Azımsanamayacak kadar çok arı komar ağacını kaplamış polen ve bal taşıyor çıkardıkları ses beni uyandıracak boyutta imiş. Bulunmaz bir ortamdı. Biraz dinledikten sonra çadırımı toplayıp, toparlanmaya başladım. Hedefimde Sula boğazı ve seklemin düz vardı oradanda Özdile inecektim. Sırtçantamı yüklenip yola koyuldum. Sula boğazına yaklaşmıştım ki sis aniden bastırdı. Yön tayini yapmak zordu. Arsin Tarafına döndüğümü hatta köylerinin başına indiğimi anladığımda çok geç olmuş hava kararmaya başlamıştı. Eğer O Hafize nene ile karşılaşmasam Herhalde Arsine inmiştim.
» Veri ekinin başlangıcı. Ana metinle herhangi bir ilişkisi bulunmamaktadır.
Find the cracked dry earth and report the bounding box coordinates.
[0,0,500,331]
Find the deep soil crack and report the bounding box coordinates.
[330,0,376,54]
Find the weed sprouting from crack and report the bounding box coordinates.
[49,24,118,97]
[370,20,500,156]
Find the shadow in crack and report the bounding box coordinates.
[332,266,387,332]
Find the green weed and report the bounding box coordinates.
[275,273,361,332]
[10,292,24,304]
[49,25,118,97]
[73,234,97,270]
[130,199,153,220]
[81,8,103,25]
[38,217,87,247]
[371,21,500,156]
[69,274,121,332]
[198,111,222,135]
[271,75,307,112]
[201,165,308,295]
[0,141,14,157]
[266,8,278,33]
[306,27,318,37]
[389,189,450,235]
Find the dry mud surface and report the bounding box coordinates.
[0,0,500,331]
Bana yanlış geldiğimi dağa çıkıp Habuyana yürümemi süyledi(sola) Dağa çıktığımda artık seklemin düz tarafına gitmemem gerektiğini anladım ve rotayı Büyük düz Hap istikametine çevirdim.
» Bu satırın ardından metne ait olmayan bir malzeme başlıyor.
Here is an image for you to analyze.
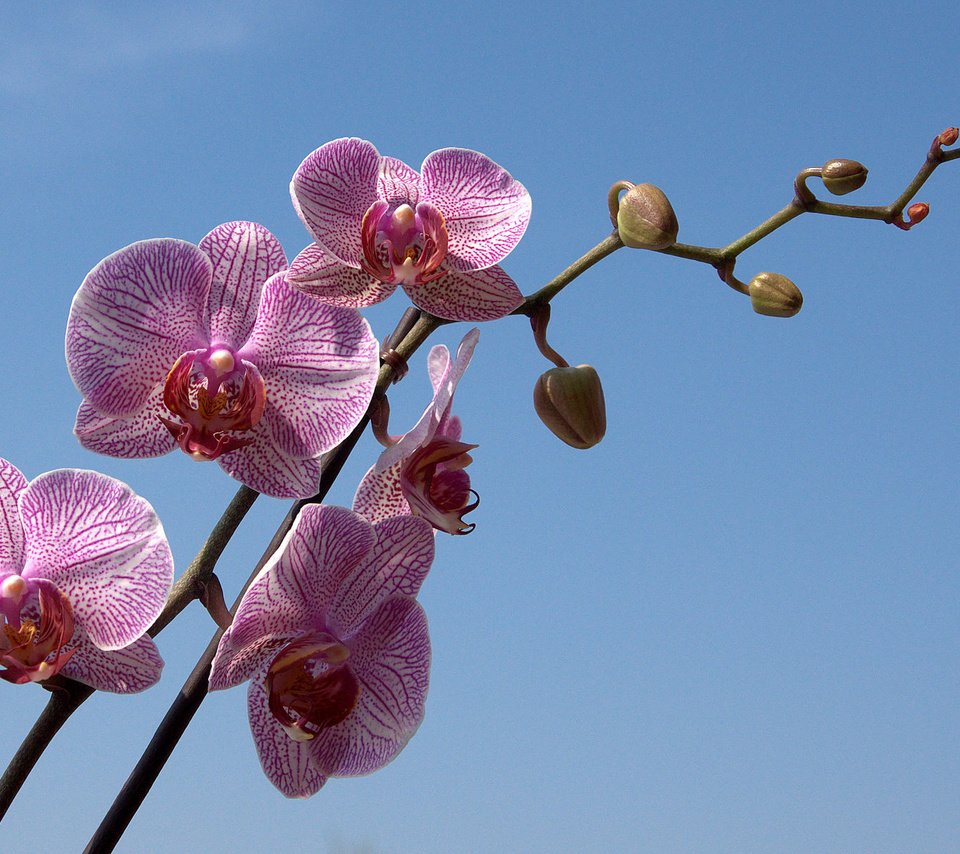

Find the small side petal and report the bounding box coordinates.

Biraz sonra acıktığımı hissedip çay küflü peynir ve karabuğday ekmeği yedim. Sis hala devam ediyor yürüdüğüm patika yavaş yavaş yok oluyor yerini sıkı çalılıklara bırakıyordu. Artık bu işin sakası yok resmen bırak baltayı insan en az 20 yıldır girmemiş üstü büyük ağaçlarla altı çalılık ve şimşir ormanının içindeydim. Adım atacak kadar yer yok resmen kilitlenmiştim. Yapacak tek şey şimşirlerin üzerine çıkıp yuvarlanmak ve öylede yaptım .Delilik akılsızlık ve hatta intihar ötesi bir haraket olduğunu anladığımda ırmağın kenarında upuzun yatar vaziyette idim. Yuvarlandığım yer ürkütücüydü. Yola devam ettim. Yönüm belli ama tam olarak nerede olduğumu bilmiyordum.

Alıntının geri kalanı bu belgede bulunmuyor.